Californian 4-piece Plague Vendor show us how it’s done on their third LP.
On their two previous albums they excelled in short, sharp power-punk. The four years since their second album, Bloodsweat, hasn't resulted in a major change in their sound, however with John Congleton (St.Vincent/Blondie/John Grant) on production duties, and an emphasis on dirty grooves, By Night is pumped-up beast and wastes no time in blasting you with pissy but danceable post-punk chaos.

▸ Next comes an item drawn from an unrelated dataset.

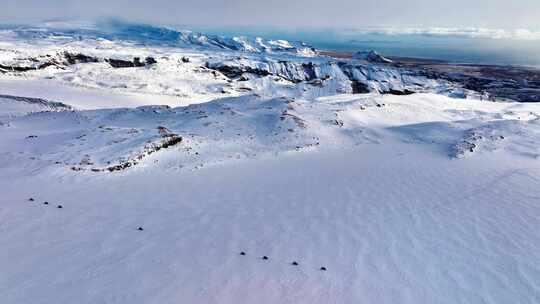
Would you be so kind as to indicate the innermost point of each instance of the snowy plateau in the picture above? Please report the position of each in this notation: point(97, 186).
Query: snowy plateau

Lead single "New Comedown"'s jittery urgency is kept in line with funky basslines and drumming executed with the precision of techno, lead singer Brandon Blaine switching from nonchalant cool in the verse, to hysterically wailing "You put me down / You're the new comedown" in the chorus, with buzzing, nagging guitar riffs so fierce they're like being stabbed repeatedly in the ears. In a good way.
Riffage is another tweak of their sound and By Night is crammed with great ones. The Sonic Youth-gone-metal riffs on "Nothing's Wrong" are sexy and swaggering, with Blaine screaming "There's nothing wrong with me / There's something wrong with you" with pure disgust, while the funk and disco influences on "All of The Above", with yelps of "Alriiiiight" and jagged slashes of post-punk guitars prove that rage can be as dancey as hell when it’s in the right hands.

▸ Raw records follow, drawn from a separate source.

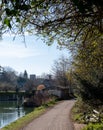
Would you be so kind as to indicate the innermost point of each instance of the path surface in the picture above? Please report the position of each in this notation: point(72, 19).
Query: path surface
point(57, 118)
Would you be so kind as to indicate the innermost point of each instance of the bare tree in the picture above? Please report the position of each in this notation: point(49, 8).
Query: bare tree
point(60, 71)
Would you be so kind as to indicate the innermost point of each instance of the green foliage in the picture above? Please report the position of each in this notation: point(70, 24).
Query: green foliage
point(53, 20)
point(20, 123)
point(88, 68)
point(94, 127)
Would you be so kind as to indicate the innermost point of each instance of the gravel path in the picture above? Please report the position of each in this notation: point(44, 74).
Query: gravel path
point(56, 118)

It's not all white knuckle intensity, when they switch to a lighter mode By Night really comes up with the goods. The campy prowl of "Let Me Get High" borrows its sleaze from The Cramps, sexy punk banger "Prism" is everything The Hives wish they could still make, while the '60s beat group strutting on "Night Sweats" will have you reminiscing about The Strokes' imperial phase.

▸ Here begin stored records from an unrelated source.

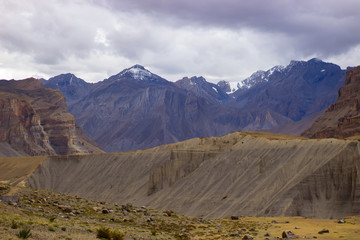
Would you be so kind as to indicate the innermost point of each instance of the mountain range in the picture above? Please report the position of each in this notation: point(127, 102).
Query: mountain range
point(137, 109)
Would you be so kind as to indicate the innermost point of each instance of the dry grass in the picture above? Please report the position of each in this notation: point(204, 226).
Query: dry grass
point(39, 210)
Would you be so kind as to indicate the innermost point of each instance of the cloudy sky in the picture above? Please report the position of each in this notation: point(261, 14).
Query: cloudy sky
point(218, 39)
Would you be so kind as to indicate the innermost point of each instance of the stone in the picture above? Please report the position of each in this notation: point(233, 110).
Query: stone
point(288, 234)
point(324, 231)
point(234, 235)
point(248, 236)
point(105, 211)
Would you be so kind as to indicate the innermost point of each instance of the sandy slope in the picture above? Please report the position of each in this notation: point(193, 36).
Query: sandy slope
point(237, 174)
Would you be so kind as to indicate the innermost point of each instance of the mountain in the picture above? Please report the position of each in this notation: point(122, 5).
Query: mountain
point(240, 174)
point(137, 109)
point(341, 119)
point(201, 88)
point(34, 120)
point(296, 91)
point(72, 87)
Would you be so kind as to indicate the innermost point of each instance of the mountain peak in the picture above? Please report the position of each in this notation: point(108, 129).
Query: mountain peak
point(137, 72)
point(138, 66)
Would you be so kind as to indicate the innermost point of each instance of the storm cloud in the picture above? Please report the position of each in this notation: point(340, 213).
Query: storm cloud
point(226, 39)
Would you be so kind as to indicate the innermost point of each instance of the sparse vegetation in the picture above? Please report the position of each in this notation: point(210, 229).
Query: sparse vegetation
point(140, 223)
point(103, 233)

Hip-hop also makes an appearance on the anxiety-ridden, Jon Spencer Blues Explosion-influenced "Snakeskin Boots", Blaine impressively moving from punk yelps to convincing rapping: "There in the corner, I've been waiting for you there / black bags and clown face just looking for you to stare / moves like Fred Astaire - DAMN!", the nervous energy suggesting danger, or impending first-time sex.
By Night, apparently named due to the smash and grab nature of late-night studio sessions, is muscular, robust and takes no prisoners. It does its noisy thing swiftly, leaving you feeling shattered and somewhat dazed afterward. A perfect representation of punk rock in 2019, then.